Features of the seroconversion illness

b. 
Note from the history any of the conditions likely to occur during the period of mild-to-moderate immunosuppression that precedes the development of AIDS and those related to severe immunosuppression that define the development of AIDS (see
Table 13.4
).

Table 13.4

HIV-related conditions with severe immunosuppression

Note: This is a representative rather than an exhaustive list.

3. 
Ask about the mode of acquisition of infection. Co-morbidity differs between subgroups, so specific questions about risk factors are essential. For example, co-infections with syphilis or papilloma viruses and Kaposi’s sarcoma is often found in the homosexual male subgroup, whereas hepatitis B and C infection, endocarditis, heroin nephropathy and other disorders related to drug abuse may complicate the disease in the intravenous drug-using group.

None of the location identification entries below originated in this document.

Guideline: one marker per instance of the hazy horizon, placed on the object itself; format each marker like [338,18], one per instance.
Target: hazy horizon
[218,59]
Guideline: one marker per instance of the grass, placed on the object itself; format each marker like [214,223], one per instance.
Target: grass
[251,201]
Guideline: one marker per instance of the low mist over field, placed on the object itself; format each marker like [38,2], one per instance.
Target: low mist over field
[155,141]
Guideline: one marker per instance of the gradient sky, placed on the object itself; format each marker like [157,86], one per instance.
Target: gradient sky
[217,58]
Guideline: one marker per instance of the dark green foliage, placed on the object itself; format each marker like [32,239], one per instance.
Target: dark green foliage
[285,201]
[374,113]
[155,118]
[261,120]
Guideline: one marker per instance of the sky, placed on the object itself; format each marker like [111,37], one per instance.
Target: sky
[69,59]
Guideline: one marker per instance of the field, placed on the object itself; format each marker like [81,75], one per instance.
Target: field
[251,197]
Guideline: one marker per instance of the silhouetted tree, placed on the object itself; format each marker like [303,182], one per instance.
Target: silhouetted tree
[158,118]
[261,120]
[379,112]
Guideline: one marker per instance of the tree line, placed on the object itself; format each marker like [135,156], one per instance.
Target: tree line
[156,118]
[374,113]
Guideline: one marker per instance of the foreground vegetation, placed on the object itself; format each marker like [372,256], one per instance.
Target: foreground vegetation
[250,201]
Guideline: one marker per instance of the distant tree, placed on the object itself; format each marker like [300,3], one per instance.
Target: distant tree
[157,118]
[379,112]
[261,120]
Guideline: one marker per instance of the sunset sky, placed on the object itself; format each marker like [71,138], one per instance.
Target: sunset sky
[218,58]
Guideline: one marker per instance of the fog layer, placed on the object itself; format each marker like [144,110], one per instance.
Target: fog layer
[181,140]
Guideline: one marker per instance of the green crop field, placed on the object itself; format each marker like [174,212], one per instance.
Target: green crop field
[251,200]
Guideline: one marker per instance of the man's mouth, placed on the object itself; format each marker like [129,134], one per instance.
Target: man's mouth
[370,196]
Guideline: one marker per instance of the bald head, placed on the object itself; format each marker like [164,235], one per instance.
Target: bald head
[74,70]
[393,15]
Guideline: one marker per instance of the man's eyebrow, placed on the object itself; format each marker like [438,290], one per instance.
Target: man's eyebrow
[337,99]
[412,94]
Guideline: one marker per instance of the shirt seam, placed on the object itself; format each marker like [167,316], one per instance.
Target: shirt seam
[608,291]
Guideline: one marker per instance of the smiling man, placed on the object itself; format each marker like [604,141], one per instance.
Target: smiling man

Many haemophilia A patients acquired HIV from pooled blood products.

4. 
Ask about sexual contacts. Contact tracing must be mentioned and the possibility of infection of sexual partners without their knowledge addressed. Ask the patient whether family and friends are aware of the diagnosis. Their attitude to this chronic illness may affect the patient’s ability to cope.